If you chose either response one or two, you may be an over-collaborator. Response three is the preferred answer because it focuses your decision around two critical factors: your highest priorities and your value-added contributions. In order to get more done at work, these are the two factors that can help you escape the inertia of unnecessary collaboration and join your efforts with others only when it counts.
Routine Collaboration Drains Time
Of course, collaboration by itself is not bad. Problems occur when “routine” collaborative efforts with unclear mandates produce a byproduct of toxic sludge known as meeting soup. On a bad day, a cynical view of meetings is that they can be the single biggest waste of time in our working lives. On a good day, we may look at meetings as the chance to connect with people and discuss important matters in the pursuit of getting good work done.
The reality for most of us is that the quality of our meetings falls somewhere in the middle of these two extremes. According to most estimates, managers and employees spend anywhere between 25 and 80% of their time in meetings. For a full-time employee this translates to time in meetings from 520 hours to 1,664 hours (or 65-208 full working days)! What is the rationale for all of these meetings? It is the “need” for collaboration.
Selective Collaboration Boosts Performance
To reduce your meeting clutter, make it a priority to collaborate in the right way, at the right time, with the right people. This kind of Selective Collaboration is about intentional partnering that boosts the chance of success by aligning the required strategic skill/resource with the essential contributors in the simplest way.

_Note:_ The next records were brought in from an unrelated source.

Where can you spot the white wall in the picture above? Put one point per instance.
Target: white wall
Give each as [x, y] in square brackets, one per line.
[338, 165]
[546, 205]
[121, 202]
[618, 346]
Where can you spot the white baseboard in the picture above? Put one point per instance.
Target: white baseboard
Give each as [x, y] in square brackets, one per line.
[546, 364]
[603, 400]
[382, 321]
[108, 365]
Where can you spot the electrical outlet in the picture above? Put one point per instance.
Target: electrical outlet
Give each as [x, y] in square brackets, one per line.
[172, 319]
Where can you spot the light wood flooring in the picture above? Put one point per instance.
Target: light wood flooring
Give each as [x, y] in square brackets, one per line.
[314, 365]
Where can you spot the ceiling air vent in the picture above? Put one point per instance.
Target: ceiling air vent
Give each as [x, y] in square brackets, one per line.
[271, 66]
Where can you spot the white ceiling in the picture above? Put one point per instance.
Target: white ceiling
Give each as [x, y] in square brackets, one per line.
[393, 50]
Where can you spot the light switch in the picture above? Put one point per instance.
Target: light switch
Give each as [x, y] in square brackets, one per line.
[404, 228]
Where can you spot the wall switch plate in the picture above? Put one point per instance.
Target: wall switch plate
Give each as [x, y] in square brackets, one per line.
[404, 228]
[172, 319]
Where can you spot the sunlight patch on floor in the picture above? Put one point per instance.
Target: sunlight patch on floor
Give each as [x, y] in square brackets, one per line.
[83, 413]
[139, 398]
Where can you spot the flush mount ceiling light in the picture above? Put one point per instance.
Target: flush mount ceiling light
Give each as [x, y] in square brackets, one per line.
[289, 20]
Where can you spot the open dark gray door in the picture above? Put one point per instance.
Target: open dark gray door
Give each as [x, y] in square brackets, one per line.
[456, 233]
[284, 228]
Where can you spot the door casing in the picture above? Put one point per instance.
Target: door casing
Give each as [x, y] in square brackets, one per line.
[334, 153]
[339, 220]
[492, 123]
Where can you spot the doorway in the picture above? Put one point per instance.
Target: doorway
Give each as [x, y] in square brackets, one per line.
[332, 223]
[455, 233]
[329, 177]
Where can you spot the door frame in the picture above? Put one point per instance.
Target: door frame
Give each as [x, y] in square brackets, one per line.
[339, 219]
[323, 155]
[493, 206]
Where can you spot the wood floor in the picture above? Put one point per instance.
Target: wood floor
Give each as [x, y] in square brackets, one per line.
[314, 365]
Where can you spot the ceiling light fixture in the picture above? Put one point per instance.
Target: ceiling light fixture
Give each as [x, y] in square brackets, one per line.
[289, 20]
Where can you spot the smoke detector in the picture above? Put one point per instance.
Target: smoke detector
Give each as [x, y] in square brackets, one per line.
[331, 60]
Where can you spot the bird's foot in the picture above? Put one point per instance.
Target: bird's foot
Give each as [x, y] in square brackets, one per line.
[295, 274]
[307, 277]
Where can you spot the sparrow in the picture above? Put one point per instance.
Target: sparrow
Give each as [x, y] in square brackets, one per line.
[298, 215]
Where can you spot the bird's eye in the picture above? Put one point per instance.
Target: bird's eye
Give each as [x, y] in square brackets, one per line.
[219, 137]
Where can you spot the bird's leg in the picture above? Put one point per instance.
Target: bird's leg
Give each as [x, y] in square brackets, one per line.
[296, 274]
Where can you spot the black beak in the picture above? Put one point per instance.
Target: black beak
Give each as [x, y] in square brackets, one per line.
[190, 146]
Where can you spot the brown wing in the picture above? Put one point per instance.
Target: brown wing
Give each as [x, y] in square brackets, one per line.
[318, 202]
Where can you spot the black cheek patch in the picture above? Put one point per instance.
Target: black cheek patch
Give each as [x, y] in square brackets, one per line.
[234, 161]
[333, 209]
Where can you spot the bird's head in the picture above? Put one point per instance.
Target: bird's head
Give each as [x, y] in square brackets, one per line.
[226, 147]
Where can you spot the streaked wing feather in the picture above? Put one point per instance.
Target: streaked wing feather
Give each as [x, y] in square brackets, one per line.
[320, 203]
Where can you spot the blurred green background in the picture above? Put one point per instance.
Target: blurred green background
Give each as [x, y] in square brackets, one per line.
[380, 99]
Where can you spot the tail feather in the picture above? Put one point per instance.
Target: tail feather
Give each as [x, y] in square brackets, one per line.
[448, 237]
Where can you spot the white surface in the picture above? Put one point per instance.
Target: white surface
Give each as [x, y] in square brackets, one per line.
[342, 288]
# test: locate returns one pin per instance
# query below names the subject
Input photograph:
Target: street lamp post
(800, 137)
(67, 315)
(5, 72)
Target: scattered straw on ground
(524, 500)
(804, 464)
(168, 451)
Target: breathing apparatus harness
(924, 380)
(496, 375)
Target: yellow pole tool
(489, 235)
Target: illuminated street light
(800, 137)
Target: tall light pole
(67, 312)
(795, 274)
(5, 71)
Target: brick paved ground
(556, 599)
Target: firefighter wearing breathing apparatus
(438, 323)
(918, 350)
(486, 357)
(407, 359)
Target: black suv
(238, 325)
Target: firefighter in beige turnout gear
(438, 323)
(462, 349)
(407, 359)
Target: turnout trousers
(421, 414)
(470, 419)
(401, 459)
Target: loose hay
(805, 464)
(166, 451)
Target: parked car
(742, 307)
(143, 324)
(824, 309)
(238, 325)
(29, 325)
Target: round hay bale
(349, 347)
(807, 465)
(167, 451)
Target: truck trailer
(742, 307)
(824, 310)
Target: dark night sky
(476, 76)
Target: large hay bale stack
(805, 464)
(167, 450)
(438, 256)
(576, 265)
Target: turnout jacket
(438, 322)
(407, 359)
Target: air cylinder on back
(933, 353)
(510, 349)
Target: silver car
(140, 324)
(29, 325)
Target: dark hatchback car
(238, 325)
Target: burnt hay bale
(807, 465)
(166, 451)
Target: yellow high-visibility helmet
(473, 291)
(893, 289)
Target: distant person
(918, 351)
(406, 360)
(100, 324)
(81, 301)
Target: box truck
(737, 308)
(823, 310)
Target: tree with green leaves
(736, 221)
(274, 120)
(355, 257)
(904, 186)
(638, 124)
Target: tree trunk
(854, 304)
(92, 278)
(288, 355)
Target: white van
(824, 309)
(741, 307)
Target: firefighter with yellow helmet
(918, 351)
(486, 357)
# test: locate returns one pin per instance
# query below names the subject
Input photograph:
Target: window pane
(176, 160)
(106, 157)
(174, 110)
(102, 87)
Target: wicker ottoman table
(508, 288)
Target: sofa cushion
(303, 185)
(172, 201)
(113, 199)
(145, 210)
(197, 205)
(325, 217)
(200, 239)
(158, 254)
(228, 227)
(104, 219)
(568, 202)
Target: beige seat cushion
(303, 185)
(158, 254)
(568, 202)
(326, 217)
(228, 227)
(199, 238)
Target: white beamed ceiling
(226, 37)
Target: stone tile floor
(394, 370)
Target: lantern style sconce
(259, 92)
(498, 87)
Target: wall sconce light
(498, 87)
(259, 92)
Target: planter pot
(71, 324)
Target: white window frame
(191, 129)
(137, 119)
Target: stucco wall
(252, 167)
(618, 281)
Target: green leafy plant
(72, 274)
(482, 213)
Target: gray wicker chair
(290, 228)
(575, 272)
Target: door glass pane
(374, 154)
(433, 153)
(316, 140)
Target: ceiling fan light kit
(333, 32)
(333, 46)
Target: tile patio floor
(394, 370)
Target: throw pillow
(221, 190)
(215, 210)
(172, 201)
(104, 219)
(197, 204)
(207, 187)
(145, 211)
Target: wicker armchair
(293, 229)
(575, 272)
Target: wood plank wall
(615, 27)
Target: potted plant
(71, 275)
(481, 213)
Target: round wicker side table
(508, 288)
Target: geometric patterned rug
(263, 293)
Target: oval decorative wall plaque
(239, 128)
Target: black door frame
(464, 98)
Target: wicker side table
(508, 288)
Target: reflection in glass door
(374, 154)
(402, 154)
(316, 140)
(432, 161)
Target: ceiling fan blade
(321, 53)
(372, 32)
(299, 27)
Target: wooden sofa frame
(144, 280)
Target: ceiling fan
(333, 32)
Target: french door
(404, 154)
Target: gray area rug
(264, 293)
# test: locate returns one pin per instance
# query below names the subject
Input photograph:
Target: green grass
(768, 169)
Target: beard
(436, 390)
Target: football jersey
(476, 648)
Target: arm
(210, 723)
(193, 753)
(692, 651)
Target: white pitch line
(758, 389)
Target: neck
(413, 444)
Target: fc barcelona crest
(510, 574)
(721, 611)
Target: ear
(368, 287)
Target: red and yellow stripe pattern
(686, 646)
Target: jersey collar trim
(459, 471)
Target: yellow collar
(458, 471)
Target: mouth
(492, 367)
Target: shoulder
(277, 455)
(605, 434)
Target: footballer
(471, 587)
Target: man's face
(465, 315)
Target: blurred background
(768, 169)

Think of Selective Collaboration as a career move for you, not just a chance to escape the unproductive, routine meetings and conversations that fail to push your goals forward. Moving away from routine collaboration—even when professional or cultural norms dictate it—can deliver a greater return on your efforts because it aligns with your highest priorities and features your value-added contributions. Getting great work done by delivering clear and consistent contributions is perhaps one of the best ways for you to stay relevant in the world of work.
The first step is learning how to choose when, how, and with whom you collaborate. Yes, you will have to learn how to say no. Yes, there may be some short-term negative reactions to this. But, your elevated contributions to top priorities should ease those concerns quickly. Instead of relying on partnerships that are dictated by circumstance and opportunity, you will seek out collaboration opportunities that serve a specific purpose in the moment. Sometimes the missing piece is motivation, and that can be found through a partnership with some individual or group who is driven, focused, and inspired. At other times the missing piece may be technical, strategic, or organizational. In these instances the mix of skills, abilities, and access to resources serves as the driver for Selective Collaboration.
Selective Collaboration gives you a tool to accomplish things that otherwise would not be feasible alone. The restraint of choosing high-potential collaboration allows you to avoid wasting time when collaboration itself is just a substitute for lack of creativity, vision, or accountability for individual follow-through. There is reciprocity with this as well. When invited to collaborate with others, accept the invitation only when the best mix of skill and contribution can be aligned in an effective way. It’s not about being selective because you “have better things to do;” you choose the moments where your impact can be the greatest.
When in doubt, you can use the following checklist to confirm the opportunity for Selective Collaboration. If you can check each box, it’s time to schedule a meeting!
- I have identified a clear learning and performance outcome for this collaborative effort.
- The outcome will clearly support one of my priorities.
- I know what I can contribute to make the collaboration a success.
- I understand what my collaborator(s) can deliver + their contributions make it better than going it alone.